Would I need to modify my

`walk_forward_validation`

to reflect my`MultiOutputRegressor`

process that is ultimately my end goal?My

`XGBRegressor(objective='reg:squarederror', n_estimators=1000)`

is the exact same used in my`walk_forward_validation`

and as with the sci kit learn wrapper`MultiOutputRegressor`

that predicts 24 future values. Curious if this matters at all or if the`walk_forward_validation`

would be meaning less because I am using`MultiOutputRegressor`

Hopefully that makes sense! Thank you so much for your posts, the results using this process have been much better than ARIMA or LSTM methods..

Maybe. You may have to experiment.

Jason,

Is there anything wrong with using a neural network with

`MultiOutputRegressor`

?Ive been experimenting with the sci kit learn

`MLPRegressor`

`model = MLPRegressor(max_iter=2000, shuffle=False)`

`multi_output_regr = MultiOutputRegressor(model)`

The thought ran across my head to ask since I notice that all NN for time series forecasting seems to be all about a pattern recognition like LSTM…

I don’t see why not. Perhaps try it and see how you go.

Jason would it be real strange to train an MLP NN (not shuffled data) on a time series dataset with a lot of dummy variables that represent day-of-week & time-of-day, along with an outside air temperature sensor reading (electricity power dataset). Save the model in a pickel file…

If I only have 1 years data, could I ever inverse transform the training dataset to test the model in like a block chain format with calculated dummy variables?

2 questions sorry!

Hard to say, perhaps try it and see.

Great tutorial as always. I noticed that you’re not using xgboost’s early stopping feature – where it compares the training performance to a test set, and stops training more trees if the performance has flattened out.

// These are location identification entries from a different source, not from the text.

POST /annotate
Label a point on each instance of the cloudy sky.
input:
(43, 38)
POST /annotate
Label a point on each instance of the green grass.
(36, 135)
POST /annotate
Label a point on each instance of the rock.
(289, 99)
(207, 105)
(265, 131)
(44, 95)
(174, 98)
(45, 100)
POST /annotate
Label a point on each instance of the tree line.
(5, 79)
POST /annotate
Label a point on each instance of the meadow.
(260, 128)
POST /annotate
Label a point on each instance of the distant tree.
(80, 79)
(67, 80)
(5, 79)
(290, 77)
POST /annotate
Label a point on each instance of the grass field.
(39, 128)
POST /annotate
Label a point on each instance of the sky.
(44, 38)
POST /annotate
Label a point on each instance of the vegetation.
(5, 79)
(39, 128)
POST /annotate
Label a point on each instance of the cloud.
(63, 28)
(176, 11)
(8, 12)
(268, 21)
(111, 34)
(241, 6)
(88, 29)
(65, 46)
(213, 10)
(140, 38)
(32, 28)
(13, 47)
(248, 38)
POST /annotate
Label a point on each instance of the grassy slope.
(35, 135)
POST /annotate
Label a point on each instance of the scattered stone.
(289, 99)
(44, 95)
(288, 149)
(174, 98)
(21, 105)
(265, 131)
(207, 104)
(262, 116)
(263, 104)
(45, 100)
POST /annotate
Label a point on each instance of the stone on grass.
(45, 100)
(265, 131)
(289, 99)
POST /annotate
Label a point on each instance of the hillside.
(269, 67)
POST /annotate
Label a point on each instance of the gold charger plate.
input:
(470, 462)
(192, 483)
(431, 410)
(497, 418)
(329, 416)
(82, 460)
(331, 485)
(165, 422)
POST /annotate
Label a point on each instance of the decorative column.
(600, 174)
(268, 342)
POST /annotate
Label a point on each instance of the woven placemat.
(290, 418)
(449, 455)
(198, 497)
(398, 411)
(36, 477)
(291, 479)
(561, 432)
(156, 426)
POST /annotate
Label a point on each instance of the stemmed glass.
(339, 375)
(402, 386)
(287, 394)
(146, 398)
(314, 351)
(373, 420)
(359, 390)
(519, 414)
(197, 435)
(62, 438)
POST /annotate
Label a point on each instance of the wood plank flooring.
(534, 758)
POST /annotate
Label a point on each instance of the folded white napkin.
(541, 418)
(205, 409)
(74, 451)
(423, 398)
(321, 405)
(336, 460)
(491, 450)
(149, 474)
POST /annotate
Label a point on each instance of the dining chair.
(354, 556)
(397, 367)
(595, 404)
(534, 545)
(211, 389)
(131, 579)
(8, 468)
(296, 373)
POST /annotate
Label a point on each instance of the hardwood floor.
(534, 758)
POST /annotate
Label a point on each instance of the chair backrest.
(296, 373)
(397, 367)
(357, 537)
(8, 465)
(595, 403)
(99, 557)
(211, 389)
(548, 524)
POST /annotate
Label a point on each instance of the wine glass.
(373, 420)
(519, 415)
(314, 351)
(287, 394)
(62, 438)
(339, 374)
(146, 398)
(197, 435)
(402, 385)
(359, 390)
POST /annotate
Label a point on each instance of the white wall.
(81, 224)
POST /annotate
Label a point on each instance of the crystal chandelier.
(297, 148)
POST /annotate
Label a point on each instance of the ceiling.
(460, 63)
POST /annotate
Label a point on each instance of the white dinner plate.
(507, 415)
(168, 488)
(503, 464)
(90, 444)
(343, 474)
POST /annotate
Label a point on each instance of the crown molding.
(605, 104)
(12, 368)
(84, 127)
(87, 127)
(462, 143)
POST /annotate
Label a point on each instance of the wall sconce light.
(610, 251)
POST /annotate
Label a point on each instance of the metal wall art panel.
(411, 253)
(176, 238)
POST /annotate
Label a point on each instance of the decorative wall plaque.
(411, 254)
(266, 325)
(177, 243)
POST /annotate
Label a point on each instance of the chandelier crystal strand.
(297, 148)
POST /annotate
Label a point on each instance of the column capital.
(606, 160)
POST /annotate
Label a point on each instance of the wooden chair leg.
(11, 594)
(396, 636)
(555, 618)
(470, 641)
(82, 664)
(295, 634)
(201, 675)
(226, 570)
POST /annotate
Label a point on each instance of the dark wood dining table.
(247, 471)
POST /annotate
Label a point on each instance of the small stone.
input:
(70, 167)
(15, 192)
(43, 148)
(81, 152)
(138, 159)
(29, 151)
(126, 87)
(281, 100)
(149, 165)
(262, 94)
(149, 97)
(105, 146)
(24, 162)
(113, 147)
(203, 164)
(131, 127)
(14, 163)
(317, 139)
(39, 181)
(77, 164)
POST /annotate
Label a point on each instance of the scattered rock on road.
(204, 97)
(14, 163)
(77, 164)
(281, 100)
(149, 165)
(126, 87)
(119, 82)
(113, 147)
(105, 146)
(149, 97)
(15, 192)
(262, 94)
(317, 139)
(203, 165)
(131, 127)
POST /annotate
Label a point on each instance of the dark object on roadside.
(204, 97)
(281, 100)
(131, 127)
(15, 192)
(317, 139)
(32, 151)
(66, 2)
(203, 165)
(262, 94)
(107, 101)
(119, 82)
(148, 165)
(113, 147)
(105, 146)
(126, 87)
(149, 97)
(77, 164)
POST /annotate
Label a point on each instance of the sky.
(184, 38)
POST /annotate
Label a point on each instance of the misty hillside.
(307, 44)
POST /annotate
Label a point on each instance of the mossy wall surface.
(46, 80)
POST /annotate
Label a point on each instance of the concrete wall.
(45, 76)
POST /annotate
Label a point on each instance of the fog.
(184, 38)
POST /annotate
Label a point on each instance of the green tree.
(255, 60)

Is this because you’re unable to alter n_estimators for every step that you walk forward? Basically you’d need to manually set (or do a GridSearchCV) to find the best n_estimators across all walk-forward steps?

Thanks.

Early stopping is hard to do with time series data, e.g. you cannot reasonably define a validation set.

It might be simpler to grid search different numbers of trees on the walk-forward validation test harness.